Below is a list of all related controls for this domain. A status of green means compliant, yellow means partially compliant, and red means non-compliant.

Delivery and Removal Management

The organization has implemented a management process for tracking the delivery and removal of assets entering or leaving the premises. This process encompasses procedures for receiving and inspecting assets upon arrival, ensuring their security, and documenting their removal.

Equipment and Utility Protection

Safeguards are established to protect critical equipment and utilities from physical and logical threats that could compromise their availability, reliability, and integrity. These safeguards may include physical security measures like access restrictions, surveillance systems, and environmental controls. The aim is to prevent damage, theft, unauthorized access, or misuse of equipment and utilities and to ensure their continued functionality to support organizational operations.

Guest Network Security

Guest networks are established as a separate network or segment to provide secure and convenient internet access to guests, visitors, or non-employee users while keeping them isolated from the organization’s internal network. The guest network is configured with its own security baseline, including authentication and access control requirements to ensure that only authorized users can access the internet without any internal resources. This helps prevent potential threats from external sources and ensures the security of organizational resources.

Media Security

The organization has implemented physical media security measures to protect data stored on physical devices, including laptops, hard drives, USB drives, CDs, DVDs, and backup tapes. These measures help prevent unauthorized access, tampering, theft, or loss of sensitive information, ensuring the confidentiality and integrity of the organization’s data.

Physical Access Monitoring

The organization monitors physical access to its facilities to prevent unauthorized entry and suspicious activity. Physical access logs are maintained to track the movement of people and assets within the organization’s facilities. Access controls are implemented to ensure that only authorized personnel are granted access to the facilities.

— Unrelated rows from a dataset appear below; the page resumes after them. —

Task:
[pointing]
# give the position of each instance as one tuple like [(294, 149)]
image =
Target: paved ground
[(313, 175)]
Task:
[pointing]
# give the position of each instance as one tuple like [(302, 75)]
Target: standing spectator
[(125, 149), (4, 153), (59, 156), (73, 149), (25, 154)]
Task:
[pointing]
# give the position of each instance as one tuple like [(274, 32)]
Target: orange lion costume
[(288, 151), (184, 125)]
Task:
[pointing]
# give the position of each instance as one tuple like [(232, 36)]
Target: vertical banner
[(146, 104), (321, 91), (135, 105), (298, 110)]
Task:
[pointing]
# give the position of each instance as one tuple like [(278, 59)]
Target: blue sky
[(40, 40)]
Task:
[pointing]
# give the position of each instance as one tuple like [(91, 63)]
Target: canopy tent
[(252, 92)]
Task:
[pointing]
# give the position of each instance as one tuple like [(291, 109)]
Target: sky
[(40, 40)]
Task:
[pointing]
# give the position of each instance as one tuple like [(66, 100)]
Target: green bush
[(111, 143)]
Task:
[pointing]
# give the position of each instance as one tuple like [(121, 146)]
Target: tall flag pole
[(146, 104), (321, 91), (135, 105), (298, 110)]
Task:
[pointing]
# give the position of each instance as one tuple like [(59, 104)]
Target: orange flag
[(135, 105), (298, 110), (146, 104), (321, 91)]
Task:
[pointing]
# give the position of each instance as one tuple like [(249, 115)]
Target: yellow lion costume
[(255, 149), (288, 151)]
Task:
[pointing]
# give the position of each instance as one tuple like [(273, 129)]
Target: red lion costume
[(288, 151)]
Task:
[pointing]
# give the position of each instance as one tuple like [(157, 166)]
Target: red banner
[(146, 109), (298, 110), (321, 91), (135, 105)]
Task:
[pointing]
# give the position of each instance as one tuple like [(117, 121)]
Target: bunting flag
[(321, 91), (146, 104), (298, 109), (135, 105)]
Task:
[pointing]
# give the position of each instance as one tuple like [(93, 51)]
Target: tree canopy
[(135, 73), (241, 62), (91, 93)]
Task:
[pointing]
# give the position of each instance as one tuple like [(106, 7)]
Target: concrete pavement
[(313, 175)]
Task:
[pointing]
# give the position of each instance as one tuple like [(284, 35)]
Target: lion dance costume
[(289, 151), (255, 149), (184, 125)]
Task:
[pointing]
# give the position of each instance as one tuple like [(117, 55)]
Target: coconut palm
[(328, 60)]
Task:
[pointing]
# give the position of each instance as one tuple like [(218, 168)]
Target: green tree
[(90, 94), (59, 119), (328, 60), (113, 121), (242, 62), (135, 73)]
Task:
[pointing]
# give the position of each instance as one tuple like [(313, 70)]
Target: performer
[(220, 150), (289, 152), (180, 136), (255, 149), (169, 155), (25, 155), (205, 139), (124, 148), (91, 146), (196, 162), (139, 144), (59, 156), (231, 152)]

Physical Access Restriction and Monitoring

The organization has implemented physical access restrictions and monitoring measures to limit and monitor access to sensitive or critical areas of its facilities.

Physical Security Policy

The organization has established a physical security policy that outlines the expectations for protecting the organization’s physical environment, including assets and personnel. Physical security aims to safeguard personnel, prevent unauthorized access, ensure data integrity, and maintain the availability of systems and data.

System Maintenance

System maintenance is conducted regularly to prevent unplanned downtime and minimize the need for reactive maintenance. This includes inspections, testing, cleaning, and repair activities, as well as documentation of maintenance and tracking of performance. Employees are regularly trained on their roles and responsibilities in the maintenance program.

Wireless Network (WiFi) Security

Wireless network security measures are implemented to protect against unauthorized access, misuse, and attacks on the network. These measures include authentication protocols, encryption techniques, access controls, and network monitoring tools to safeguard sensitive data transmitted over wireless networks. The objective is to ensure the confidentiality, integrity, and availability of wireless network resources and prevent security incidents, unauthorized access, and data breaches.